Still family: Ties of affection strong three decades after exchange
Published 10:05 am Tuesday, September 8, 2009
HANGING ROCK — It seems as daunting a task as tracking down that proverbial needle. Try to find the exchange student who lived with your husband and his family when he was a student 32 years ago at Rock Hill High School.
Now add to that the extra challenge that the name of the student in question is Pedro Mendoza. Yes, that’s a name strange sounding to Lawrence Countians, but as common in Venezuela as John Smith is over here.
That’s what Kim Wagner was up against a few months ago when she thought contacting Mendoza as her husband, Steve, was gearing up for his high school reunion would be just the ticket.
Her first step was to check the Internet, a search that quickly showed her what she was up against.
“There were hundreds of them,” Wagner said.
Nevertheless, she sent out emails to every one of them, explaining who she was and what she wanted.
“Seven weeks later, I got an email saying he knew he was the Pedro I was looking for,” Wagner said.
Next came the invitation: Would he like to come back to the home where he spent a year. The occasion was Steve Wagner’s 30th reunion at the school where Mendoza had studied as a senior when Wagner was a junior.
There was no question about it, Mendoza would be coming to Hanging Rock.

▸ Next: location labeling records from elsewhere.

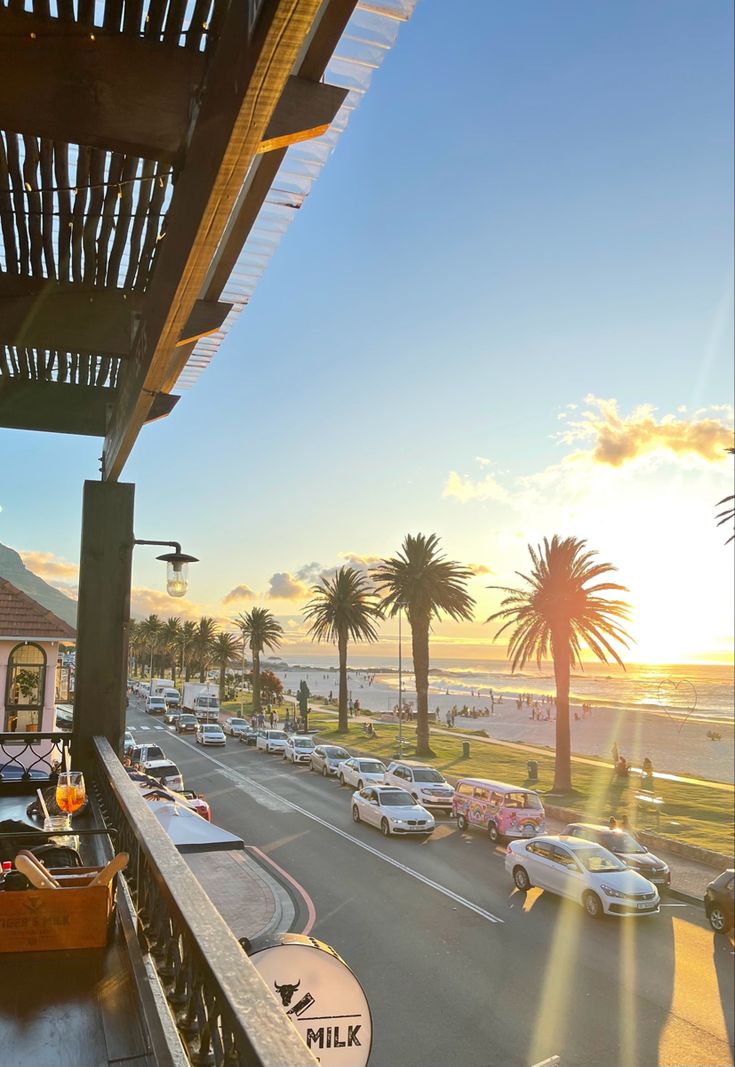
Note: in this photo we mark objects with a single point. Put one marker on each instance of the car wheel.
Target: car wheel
(593, 906)
(717, 919)
(521, 878)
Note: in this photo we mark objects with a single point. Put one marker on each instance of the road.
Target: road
(459, 967)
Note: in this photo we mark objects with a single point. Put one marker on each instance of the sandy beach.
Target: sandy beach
(674, 745)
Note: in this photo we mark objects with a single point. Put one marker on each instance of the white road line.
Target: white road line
(233, 775)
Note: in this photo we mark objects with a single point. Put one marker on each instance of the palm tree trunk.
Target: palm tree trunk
(341, 646)
(256, 682)
(562, 765)
(419, 641)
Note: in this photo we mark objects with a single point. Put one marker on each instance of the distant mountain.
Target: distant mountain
(13, 569)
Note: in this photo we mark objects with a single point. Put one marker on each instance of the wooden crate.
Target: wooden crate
(46, 920)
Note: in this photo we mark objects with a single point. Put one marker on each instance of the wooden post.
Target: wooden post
(102, 617)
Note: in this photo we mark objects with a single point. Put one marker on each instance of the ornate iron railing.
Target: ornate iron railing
(224, 1012)
(31, 760)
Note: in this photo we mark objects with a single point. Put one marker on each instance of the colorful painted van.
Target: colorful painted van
(505, 811)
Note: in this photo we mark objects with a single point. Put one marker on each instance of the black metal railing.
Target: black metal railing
(31, 760)
(224, 1012)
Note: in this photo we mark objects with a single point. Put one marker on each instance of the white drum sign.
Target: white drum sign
(320, 996)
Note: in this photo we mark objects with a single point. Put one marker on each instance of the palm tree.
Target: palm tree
(260, 630)
(150, 637)
(554, 615)
(427, 585)
(171, 638)
(206, 631)
(342, 608)
(225, 647)
(188, 635)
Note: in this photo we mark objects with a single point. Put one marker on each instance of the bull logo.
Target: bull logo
(286, 992)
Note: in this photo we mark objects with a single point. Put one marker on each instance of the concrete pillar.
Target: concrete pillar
(102, 617)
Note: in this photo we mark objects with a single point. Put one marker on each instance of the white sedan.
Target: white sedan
(392, 810)
(210, 733)
(299, 748)
(361, 773)
(584, 872)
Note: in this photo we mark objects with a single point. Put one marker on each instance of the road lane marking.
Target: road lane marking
(239, 779)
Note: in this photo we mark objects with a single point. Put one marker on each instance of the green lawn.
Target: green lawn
(692, 813)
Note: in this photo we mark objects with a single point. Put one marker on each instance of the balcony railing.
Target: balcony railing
(225, 1014)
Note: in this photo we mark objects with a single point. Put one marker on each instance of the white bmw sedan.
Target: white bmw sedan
(360, 773)
(392, 810)
(584, 872)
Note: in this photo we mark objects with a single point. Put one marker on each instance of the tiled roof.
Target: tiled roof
(22, 617)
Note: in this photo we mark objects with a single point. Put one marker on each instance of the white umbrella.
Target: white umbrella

So this past week the family of Fern and Danny Wagner, their son, Steve, and daughter, Debbie Rogers, played host again to Mendoza. Only this time there were a few additions, namely Mendoza’s wife, Marjorie, and their three children, Marjorie, 19, Andrea, 13, and Delfin, 10.
It was the school year of 1977-78 when the Caracas native, then 17, came to Hanging Rock as an exchange student as part of the Youth for Understanding program.
“I wanted to come to the United States. I wanted to learn the culture and thought it was a good experience,” Mendoza said on Saturday before a family cookout at the Wagners’ home on State Route 650.
However, to learn about American culture, he first had to get a better grasp of the English language.
“I wasn’t very fluent,” he admits. “It was a challenge. I remember going to school with an English-Spanish dictionary. People would talk to me and I would be looking up the words.”
After that year Mendoza went back to Venezuela, but returned in 1980 to go to aviation school in Oakland, Calif. Again he returned to his country to work as a pilot for a small commercial outfit.
Today he lives in Caracas running a family farm with his brother.
“I have great memories of all my year here,” he said. “I remember this house.”
He also had great memories of Fern Wagner’s apple pie, which he had already dived into before the cookout began.
As Saturday’s honored guest was recalling his time there, most of the Wagner family was outside grilling hot dogs and setting up Cornhole boards in the side yard. Casseroles, pots and a pan of pineapple-upside down cake covered the kitchen stove.
Through it all Fern Wagner sat quietly as Mendoza reminisced, before she shared her thoughts. A friend of her husband had encouraged the couple to get involved with the exchange program, but the first few days had some trepidation for her.
“At first I thought am I going to be able to understand him. It was an experience. We still have the dictionary,” she said. “But we were Mom and Dad then and we’re still Mom and Dad. His son even called me Grandma.”